NYC Is Making Bridges Safer for Cyclists
NEW YORK—New Yorkers make 19,000 trips over the city’s four East River Bridges every day, so the city is looking at ways to make the trips safer.
The Department of Transportation announced a Bikes on Bridges campaign Thursday, at a City Hall hearing. DOT will study the 15 Harlem River crossings to find ways to make cycling safer.
DOT will then make short-term fixes that will guide capital improvements when the bridges are rehabilitated.
“With these improvements, we can significantly enhance the cycling experience in upper Manhattan and the Bronx,” said DOT Commissioner Polly Trottenberg.
New York City was named the best city to bike in this year by Bicycling Magazine, up from seventh two years ago. From 2013-2013, cycling has quadrupled in the city.
New York currently has 960 miles of bike lanes, including 35 miles of protected lanes. The goal is to add 50 miles a year, and double the amount of cycling trips in the city by 2020.
Much of the increase in cycling has been due to bike-share program Citibike, which was recently sold to a private investor and is undergoing changes to make the system more reliable. As part of its contract with the city, the program will double in size to 12,000 bikes at 700 stations by 2017.
Earlier this month, the bikeshare program’s new parent company hired a new Vice President of Technology to work out the kinks in the system. Complaints of faulty docks and credit cards not being read have plagued Citibike since its inception, and Trottenberg said these issues need to be addressed in order for the program to expand.

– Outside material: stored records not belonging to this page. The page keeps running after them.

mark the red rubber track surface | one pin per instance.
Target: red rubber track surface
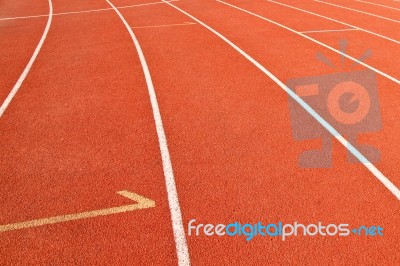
(81, 128)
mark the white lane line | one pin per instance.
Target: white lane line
(165, 25)
(375, 4)
(358, 11)
(142, 203)
(385, 181)
(28, 67)
(87, 11)
(312, 31)
(317, 42)
(335, 20)
(174, 207)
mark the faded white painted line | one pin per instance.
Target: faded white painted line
(165, 25)
(375, 4)
(86, 11)
(335, 20)
(174, 207)
(358, 11)
(28, 67)
(312, 31)
(317, 42)
(385, 181)
(142, 203)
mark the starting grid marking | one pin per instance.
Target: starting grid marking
(165, 25)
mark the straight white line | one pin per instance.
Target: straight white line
(358, 11)
(175, 210)
(142, 203)
(165, 25)
(335, 20)
(375, 4)
(28, 67)
(375, 171)
(86, 11)
(311, 31)
(385, 181)
(316, 41)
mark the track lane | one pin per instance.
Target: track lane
(80, 130)
(232, 164)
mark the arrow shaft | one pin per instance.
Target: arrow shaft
(143, 203)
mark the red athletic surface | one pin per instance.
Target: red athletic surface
(81, 128)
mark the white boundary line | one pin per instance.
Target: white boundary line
(28, 67)
(335, 20)
(165, 25)
(86, 11)
(175, 210)
(317, 42)
(358, 11)
(312, 31)
(375, 4)
(385, 181)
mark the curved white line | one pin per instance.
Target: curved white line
(28, 67)
(175, 210)
(375, 171)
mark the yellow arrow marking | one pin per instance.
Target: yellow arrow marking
(142, 203)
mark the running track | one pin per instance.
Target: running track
(179, 109)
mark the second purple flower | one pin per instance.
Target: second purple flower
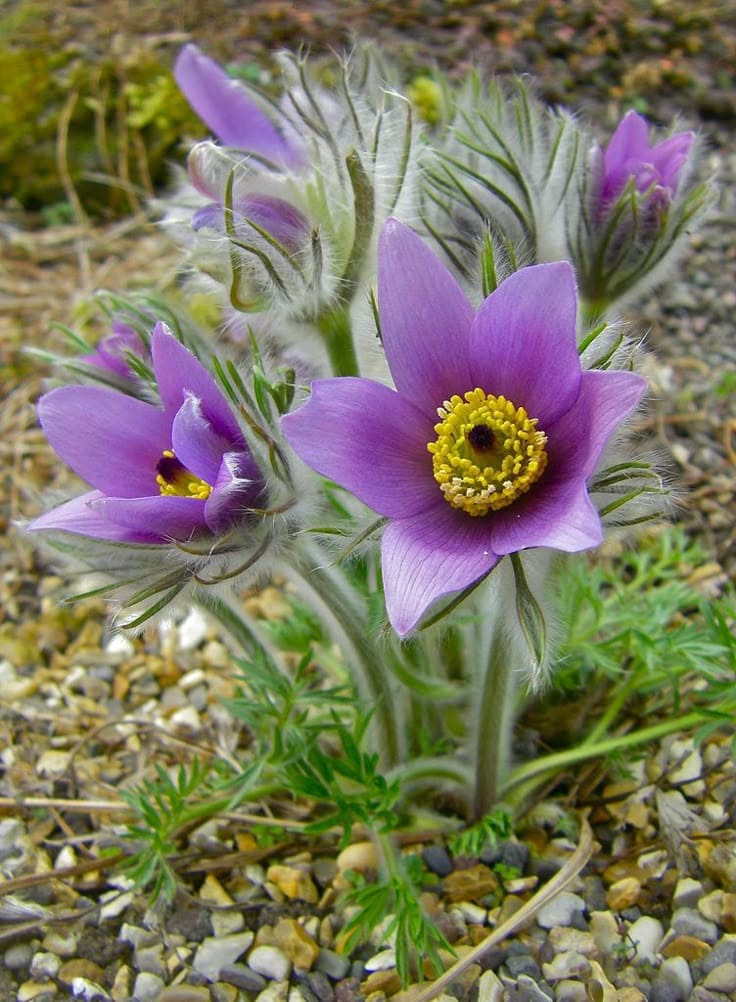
(521, 427)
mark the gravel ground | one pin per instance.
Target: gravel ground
(650, 917)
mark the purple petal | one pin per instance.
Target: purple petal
(558, 512)
(237, 488)
(112, 441)
(81, 517)
(523, 342)
(180, 375)
(425, 320)
(578, 439)
(195, 443)
(170, 517)
(559, 515)
(670, 156)
(225, 108)
(431, 555)
(370, 440)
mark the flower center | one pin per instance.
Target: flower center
(174, 480)
(487, 453)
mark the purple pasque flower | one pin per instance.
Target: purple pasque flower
(521, 426)
(629, 154)
(225, 108)
(111, 351)
(171, 472)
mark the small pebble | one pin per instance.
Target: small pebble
(722, 979)
(689, 922)
(646, 934)
(147, 987)
(269, 961)
(561, 911)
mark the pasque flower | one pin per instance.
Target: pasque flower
(653, 167)
(521, 427)
(174, 471)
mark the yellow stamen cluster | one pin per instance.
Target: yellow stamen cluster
(488, 452)
(174, 480)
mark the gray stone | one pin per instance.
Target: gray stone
(646, 934)
(528, 990)
(571, 991)
(522, 963)
(561, 911)
(242, 977)
(438, 860)
(271, 962)
(722, 978)
(689, 922)
(334, 965)
(147, 987)
(214, 954)
(722, 953)
(319, 984)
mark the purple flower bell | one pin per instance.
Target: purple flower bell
(486, 445)
(654, 168)
(178, 471)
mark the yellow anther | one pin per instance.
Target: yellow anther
(487, 453)
(174, 480)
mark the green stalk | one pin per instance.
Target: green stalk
(327, 592)
(493, 726)
(336, 331)
(524, 779)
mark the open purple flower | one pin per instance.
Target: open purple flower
(521, 427)
(630, 154)
(174, 472)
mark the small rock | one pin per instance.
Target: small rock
(438, 860)
(384, 961)
(300, 948)
(687, 893)
(567, 965)
(561, 911)
(276, 991)
(563, 938)
(320, 986)
(334, 965)
(36, 991)
(724, 952)
(80, 968)
(689, 922)
(184, 993)
(44, 966)
(490, 989)
(689, 947)
(387, 982)
(242, 977)
(604, 928)
(213, 954)
(571, 991)
(646, 935)
(269, 961)
(721, 979)
(360, 856)
(293, 883)
(470, 885)
(623, 894)
(147, 987)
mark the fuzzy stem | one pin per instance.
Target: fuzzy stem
(336, 330)
(518, 787)
(327, 592)
(493, 726)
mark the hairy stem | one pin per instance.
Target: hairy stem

The next step is negotiating at the neighborhood level.
DOT is already talking to people in Brownsville, East New York, Long Island City, Ridgewood, and just recently Bushwick, to determine where lanes and bike racks should be placed in a way that works for the neighborhoods and allows cyclists to get from one place to another in a way that makes sense.
Five of the 50 miles of bike lanes installed every year will be protected bike lanes.
In areas where protected bike lanes were installed, injuries for all roadway users—pedestrians, cyclists, drivers—decreased by 20 percent, according to a DOT study.
“They are safe, innovative, and increasingly the standard used in cycling cities throughout the world,” Trottenberg said.
Ten years ago, DOT released a cycling fatality and injury report that has been the base of the city’s work in creating a bicycling friendly city, the commissioner said. Next year, DOT will release an updated report.